Clevenger Steven S, Malhotra Devvrat, Dang Jonathan, Vanle Brigitte, IsHak Waguih William
Western University of Health Sciences College of Osteopathic Medicine, and Cedars-Sinai Medical Center Department of Psychiatry, Los Angeles, CA, USA.
Cedars-Sinai Medical Center Department of Psychiatry, Los Angles, CA, USA.
Ther Adv Psychopharmacol. 2018 Jan;8(1):49-58. doi: 10.1177/2045125317737264. Epub 2017 Nov 1.

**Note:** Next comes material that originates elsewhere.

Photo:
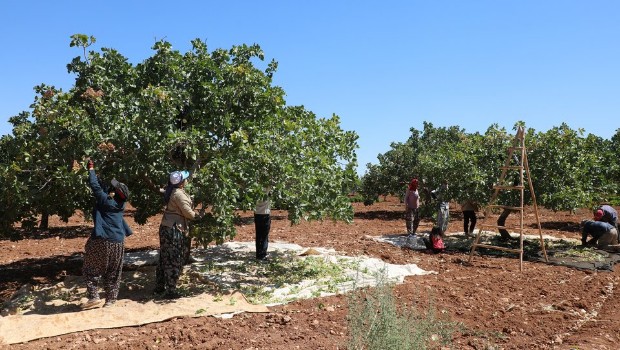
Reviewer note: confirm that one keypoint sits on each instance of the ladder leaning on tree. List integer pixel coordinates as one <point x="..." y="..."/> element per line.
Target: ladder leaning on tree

The objective of this review was to evaluate the efficacy of selective serotonin reuptake inhibitors (SSRIs) and SSRIs compared with other treatment modalities in preventing relapse after an episode of major depressive disorder (MDD). An Ovid MEDLINE and PsycINFO search (from 1987 to August 2017) was conducted using the following terms: selective serotonin reuptake inhibitors, antidepressants, depression, prevention, prophylaxis, relapse and MDD. Using predefined criteria, two authors independently selected and reached consensus on the included studies. Sixteen articles met the criteria: 10 compared the relapse rate of selective SSRIs with placebo or other SSRIs; one discussed the effectiveness of SSRIs plus psychotherapy, two compared SSRI tricyclic antidepressants (TCAs), two were mainly composed of TCAs plus psychotherapy, and one compared SSRIs and serotonin norepinephrine reuptake inhibitors (SNRIs). According to the included studies, the relapse risk in adults was lower when SSRIs were combined with psychotherapy. Results comparing SSRIs and SNRIs were inconclusive. TCAs may be equally as effective as SSRIs. Atypical antidepressants (mirtazapine and St John's Wort) had no significant difference in efficacy and remission rates compared with SSRIs. Escitalopram appeared to fare better in efficacy than other SSRIs, owing to a higher prophylactic efficacy and lower side effects; however, according to the current data, this difference was not significant. To conclude, this review provides evidence that continuing SSRIs for 1 year reduces risk of MDD and relapse. Furthermore, the combination of SSRIs and cognitive behavioural therapy may effectively reduce relapse. Escitalopram appeared to yield better results and fewer side effects than did other SSRIs or SNRIs. The effectiveness in reducing relapse of SSRIs was similar to that of TCAs and atypical antidepressants.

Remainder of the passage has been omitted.